A €500 million (S$ 749.8 million) sewage treatment plant has been approved by An Bord Pleanala for north Dublin.

Over 14,000 local residents have protested the facility which they have labelled a ‘monster sewage plant’.

However, Irish Water have said that having ‘adequate wastewater treatment capacity is vital to protect public health, safeguard the environment and facilitate this social and economic growth’.

They also said that Ringsend’s plant is operating at over capacity.

‘Today’s announcement is a landmark planning decision for the sustainable growth of the Dublin area,’ said Sean Laffey, Irish Water’s Head of Asset Management.

‘The Great Dublin Drainage (GDD) project is vital for residential and commercial development across north Dublin and south Fingal. New homes and businesses can only be built with new wastewater infrastructure to support them.

‘GDD will also alleviate pressure within the wider wastewater network. It will help to ensure that the wastewater generated every day in our homes, schools and workplaces is treated safely, in compliance with the EU and national wastewater treatment regulations.’

A €500 million sewage treatment plant has been approved by An Bord Pleanala for north Dublin

The planning was granted on Wednesday, November 13 and is subject to conditions.

It is intended to be fully operational from 2026 in Clonshaugh and ‘will have the capacity to provide wastewater treatment for the equivalent of half a million people living and working in this area into the future’.

The plan includes a treatment facility, odour control unit and an 11km outfall sewer that is just one kilometre off Ireland’s Eye.

However, local residents have protested against the planning and have said the plant would put the health of people and wildlife at risk.

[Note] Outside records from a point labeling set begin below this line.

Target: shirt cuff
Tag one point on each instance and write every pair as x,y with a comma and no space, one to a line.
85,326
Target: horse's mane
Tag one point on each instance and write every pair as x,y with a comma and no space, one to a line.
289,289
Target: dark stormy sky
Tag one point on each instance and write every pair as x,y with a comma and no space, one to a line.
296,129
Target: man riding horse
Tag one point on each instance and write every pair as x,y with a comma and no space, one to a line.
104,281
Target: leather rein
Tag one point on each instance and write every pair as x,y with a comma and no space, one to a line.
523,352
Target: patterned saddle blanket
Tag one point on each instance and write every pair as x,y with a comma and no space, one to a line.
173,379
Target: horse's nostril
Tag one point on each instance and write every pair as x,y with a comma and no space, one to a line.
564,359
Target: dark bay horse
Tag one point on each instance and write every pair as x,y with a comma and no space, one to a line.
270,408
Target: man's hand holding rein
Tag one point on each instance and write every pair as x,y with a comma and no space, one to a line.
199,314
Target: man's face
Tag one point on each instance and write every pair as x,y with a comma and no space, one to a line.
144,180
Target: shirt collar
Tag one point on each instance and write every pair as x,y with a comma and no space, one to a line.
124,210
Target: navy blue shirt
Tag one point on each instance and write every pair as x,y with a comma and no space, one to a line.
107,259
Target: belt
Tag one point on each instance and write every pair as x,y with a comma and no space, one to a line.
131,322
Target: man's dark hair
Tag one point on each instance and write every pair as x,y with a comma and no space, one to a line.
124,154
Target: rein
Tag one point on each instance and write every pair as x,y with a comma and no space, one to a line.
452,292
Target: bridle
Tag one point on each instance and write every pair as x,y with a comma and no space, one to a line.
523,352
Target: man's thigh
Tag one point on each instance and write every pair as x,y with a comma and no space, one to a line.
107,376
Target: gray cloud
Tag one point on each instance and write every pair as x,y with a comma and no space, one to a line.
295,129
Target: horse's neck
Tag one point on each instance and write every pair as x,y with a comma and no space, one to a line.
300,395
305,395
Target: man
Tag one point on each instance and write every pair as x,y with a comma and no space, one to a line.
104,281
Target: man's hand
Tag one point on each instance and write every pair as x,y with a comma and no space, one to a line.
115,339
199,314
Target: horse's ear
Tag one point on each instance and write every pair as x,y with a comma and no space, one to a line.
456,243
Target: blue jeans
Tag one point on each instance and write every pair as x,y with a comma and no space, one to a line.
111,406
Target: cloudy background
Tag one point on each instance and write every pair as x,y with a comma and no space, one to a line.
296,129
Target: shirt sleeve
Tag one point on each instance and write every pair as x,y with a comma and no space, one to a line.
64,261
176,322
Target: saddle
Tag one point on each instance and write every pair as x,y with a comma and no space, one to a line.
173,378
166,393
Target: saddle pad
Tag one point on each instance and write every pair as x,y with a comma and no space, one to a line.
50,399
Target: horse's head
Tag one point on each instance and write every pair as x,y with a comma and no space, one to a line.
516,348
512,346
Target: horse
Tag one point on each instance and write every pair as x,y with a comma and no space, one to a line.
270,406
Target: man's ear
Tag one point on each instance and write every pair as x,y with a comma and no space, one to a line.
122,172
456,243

Local politicians have also submitted questions on the plant.

‘Local democracy has been ignored in this case given that there were over 14,000 objections to the application,’ the TD for Dublin Bay North said.

‘The site is simply not suitable for such a facility,’ he said. ‘Irish Water should instead have planned for multiple smaller treatment plants around the Greater Dublin Area which would be a more environmentally sustainable policy.’

Local campaigners have promised to take their opposition to Europe.